Karina anticipated it.
She released her grip deliberately, letting the blade slip free, then re-grasped it as it rotated—using the moment of perceived vulnerability to step closer than Mitsuri expected.
Too close.
Mitsuri's breath hitched—not in fear, but surprise. Their momentum carried them into each other, Mitsuri's back brushing the stone wall at the platform's edge.
Karina stopped.
Precisely.
Their proximity was undeniable. Mitsuri could feel the heat radiating from Karina's body, steady and controlled. Karina could feel Mitsuri's heartbeat—fast, but not panicked.
For a fraction of a second, neither moved.
"Is that… part of the test?" Mitsuri asked softly.
"Yes," Karina replied, her voice lower than usual. "Stress proximity. Measure response."
Mitsuri swallowed. "And the results?"
Karina did not step back immediately. "Inconclusive."
Mitsuri's lips curved into a small, knowing smile. "Then we'll have to repeat it."
They disengaged smoothly, returning to opposite sides of the platform. The training resumed, faster now, sharper. Arcane distortions layered over Love Breathing arcs, the air itself seeming to ripple under the strain.
As the session progressed, something unexpected occurred.
Karina's Arcane forms stabilized further—not merely in power, but in precision.
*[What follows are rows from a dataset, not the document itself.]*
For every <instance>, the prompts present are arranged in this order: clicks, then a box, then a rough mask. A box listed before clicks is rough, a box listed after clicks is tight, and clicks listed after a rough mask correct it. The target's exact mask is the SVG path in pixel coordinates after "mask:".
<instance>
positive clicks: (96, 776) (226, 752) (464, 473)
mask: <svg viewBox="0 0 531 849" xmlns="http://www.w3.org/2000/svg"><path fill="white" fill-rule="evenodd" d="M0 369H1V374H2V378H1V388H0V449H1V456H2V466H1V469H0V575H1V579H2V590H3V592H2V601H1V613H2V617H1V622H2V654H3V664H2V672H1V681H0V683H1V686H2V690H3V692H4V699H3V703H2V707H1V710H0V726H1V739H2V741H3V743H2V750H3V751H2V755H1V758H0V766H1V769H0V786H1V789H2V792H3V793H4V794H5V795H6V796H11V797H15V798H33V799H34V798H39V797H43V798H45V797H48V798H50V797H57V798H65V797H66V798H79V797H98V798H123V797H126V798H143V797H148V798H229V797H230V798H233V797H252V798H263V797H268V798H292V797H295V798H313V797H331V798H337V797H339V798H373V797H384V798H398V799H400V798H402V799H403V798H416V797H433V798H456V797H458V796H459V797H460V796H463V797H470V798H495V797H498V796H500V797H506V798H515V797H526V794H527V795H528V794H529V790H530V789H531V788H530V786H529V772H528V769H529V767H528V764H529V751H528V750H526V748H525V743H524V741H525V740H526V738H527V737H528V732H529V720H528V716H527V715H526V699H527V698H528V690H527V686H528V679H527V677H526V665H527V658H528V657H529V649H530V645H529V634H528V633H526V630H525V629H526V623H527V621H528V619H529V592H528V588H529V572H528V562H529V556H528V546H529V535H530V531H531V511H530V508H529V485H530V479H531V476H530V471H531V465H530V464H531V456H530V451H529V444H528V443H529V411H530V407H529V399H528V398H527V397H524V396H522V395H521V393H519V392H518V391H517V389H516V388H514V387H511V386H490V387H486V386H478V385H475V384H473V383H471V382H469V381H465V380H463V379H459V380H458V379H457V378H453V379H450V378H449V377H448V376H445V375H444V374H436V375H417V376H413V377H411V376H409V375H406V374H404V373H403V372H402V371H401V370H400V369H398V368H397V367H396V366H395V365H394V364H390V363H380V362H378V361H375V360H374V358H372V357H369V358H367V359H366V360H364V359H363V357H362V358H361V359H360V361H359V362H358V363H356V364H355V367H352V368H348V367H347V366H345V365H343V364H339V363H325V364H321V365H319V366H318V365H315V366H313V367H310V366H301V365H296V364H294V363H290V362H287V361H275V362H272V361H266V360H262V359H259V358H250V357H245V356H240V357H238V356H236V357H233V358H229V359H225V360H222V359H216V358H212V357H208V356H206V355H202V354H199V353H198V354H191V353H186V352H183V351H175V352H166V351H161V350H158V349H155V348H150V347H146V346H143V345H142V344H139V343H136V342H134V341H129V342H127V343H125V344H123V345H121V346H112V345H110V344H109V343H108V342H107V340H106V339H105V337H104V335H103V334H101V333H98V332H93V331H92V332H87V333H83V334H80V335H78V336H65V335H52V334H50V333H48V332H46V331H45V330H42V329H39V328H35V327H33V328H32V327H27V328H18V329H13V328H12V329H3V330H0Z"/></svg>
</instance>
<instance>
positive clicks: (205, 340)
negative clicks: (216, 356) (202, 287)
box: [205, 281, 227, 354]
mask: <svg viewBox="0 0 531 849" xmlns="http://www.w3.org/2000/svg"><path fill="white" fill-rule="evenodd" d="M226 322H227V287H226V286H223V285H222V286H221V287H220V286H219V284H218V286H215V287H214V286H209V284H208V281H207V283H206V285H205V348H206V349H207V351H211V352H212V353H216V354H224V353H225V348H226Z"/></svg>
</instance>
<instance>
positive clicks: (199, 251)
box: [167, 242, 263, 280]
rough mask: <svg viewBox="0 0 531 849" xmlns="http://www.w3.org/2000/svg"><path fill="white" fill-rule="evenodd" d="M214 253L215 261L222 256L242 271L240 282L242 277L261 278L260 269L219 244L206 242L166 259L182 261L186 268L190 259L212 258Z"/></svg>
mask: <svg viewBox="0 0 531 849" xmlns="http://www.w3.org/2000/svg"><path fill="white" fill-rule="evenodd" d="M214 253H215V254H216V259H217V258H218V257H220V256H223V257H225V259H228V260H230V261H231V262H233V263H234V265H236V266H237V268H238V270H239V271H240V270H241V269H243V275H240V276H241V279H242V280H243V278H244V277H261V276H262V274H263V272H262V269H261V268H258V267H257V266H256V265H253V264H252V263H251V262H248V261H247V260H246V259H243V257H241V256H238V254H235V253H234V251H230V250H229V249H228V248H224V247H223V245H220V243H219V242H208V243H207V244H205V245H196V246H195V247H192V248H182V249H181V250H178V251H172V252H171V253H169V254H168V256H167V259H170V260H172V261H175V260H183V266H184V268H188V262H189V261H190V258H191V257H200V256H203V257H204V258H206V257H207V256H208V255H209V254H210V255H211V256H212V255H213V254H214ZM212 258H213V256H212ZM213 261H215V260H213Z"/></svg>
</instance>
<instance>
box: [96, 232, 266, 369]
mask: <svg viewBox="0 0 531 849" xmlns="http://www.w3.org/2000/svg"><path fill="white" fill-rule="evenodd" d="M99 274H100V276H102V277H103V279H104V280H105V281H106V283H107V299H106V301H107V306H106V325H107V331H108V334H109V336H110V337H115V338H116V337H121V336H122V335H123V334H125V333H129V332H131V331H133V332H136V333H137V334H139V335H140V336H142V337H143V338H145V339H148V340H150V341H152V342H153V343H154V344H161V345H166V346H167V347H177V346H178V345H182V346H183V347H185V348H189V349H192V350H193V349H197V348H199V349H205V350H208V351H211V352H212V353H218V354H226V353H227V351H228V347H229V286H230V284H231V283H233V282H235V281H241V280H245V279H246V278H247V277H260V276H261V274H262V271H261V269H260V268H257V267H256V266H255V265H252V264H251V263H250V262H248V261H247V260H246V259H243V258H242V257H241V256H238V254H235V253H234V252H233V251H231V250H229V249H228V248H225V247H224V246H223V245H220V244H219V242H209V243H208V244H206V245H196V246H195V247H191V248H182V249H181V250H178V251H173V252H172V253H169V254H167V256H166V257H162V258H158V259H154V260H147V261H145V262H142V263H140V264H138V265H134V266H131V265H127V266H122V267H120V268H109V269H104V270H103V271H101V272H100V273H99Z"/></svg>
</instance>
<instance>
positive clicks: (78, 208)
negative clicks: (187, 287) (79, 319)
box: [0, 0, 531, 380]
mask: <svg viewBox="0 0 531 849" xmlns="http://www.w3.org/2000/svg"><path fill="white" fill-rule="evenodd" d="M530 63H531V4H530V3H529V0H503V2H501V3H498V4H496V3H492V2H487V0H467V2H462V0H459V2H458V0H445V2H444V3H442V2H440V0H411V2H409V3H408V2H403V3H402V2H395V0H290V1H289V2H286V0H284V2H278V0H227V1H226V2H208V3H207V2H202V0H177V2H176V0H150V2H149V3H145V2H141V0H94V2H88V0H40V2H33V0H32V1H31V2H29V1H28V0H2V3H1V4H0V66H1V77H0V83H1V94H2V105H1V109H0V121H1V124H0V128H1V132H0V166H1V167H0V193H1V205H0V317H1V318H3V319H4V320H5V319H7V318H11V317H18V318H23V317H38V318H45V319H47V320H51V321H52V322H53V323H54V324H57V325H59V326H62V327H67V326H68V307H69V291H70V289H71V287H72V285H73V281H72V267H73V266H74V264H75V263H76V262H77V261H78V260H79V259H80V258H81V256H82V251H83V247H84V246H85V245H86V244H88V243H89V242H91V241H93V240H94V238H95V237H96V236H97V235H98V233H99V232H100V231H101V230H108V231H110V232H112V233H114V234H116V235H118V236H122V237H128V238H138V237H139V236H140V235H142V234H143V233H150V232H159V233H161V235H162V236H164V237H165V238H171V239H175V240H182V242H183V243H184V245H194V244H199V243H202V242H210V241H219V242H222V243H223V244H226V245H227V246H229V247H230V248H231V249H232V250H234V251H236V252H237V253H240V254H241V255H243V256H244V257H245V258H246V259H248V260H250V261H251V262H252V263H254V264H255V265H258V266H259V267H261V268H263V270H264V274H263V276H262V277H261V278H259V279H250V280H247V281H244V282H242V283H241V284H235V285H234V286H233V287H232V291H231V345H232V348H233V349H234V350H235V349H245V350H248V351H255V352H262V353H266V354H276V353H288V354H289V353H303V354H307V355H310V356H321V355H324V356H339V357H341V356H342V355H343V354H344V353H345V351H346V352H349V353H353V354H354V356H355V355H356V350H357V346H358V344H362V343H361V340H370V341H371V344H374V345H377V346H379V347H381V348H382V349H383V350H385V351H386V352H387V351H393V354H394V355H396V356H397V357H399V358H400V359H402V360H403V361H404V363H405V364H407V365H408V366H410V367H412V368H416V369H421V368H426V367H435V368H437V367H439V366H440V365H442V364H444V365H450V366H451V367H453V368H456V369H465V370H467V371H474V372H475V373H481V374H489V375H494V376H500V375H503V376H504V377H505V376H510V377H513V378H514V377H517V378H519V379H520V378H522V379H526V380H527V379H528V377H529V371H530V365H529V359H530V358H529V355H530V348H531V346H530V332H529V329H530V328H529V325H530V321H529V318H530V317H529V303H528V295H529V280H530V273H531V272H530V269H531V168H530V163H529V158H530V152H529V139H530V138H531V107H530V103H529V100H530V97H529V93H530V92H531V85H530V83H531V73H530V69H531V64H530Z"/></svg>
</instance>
Where previously her techniques risked collateral distortion, now they resolved cleanly, snapping back into place with minimal residue. Mitsuri, in turn, found her own movements synchronizing unconsciously with Karina's rhythm, her strikes aligning with invisible vectors she could not see but instinctively felt.
They were not just adapting.
They were synchronizing.
Shinobu's eyes narrowed as she observed, fingers tightening slightly around her ledger.
This was no ordinary compatibility.
The session ended abruptly when the air pressure shifted.
Karina sensed it first—a ripple, faint but unmistakable. Muzan's attention brushed the edge of the village like a cold shadow.
She froze.
Mitsuri noticed instantly. "Karina?"
"We are being observed," Karina said.
Not by Gyokko.
By something far worse.
The pressure did not manifest physically. There was no distortion, no attack. Just awareness—vast, ancient, assessing.
Muzan Kibutsuji was watching.
Mitsuri felt it then too, a chill sliding down her spine. "He knows."
"Yes," Karina said. "Not everything. But enough."
The presence receded as suddenly as it had come, leaving the air hollow in its wake.
Silence followed.
Mitsuri sheathed her blade slowly. "So what happens now?"
Karina met her gaze, unflinching. "Now he will attempt to break what he cannot control."
Mitsuri stepped closer, her expression resolute rather than afraid. "Then he'll fail."
Karina hesitated—just once—then nodded. "Because we will not allow him to define this bond as weakness."
Mitsuri smiled, soft but fierce. "Good. Because I refuse to be your liability."
"You are not," Karina said immediately. The certainty in her voice surprised them both.
They stood together on the stone platform, the village sprawling beneath them, unaware of how sharply the axis of the war had just shifted.
In the depths of the Infinity Castle, Muzan's eyes narrowed.
Two forces, converging.
Not predator and prey.
But equals.
And that—above all else—was intolerable.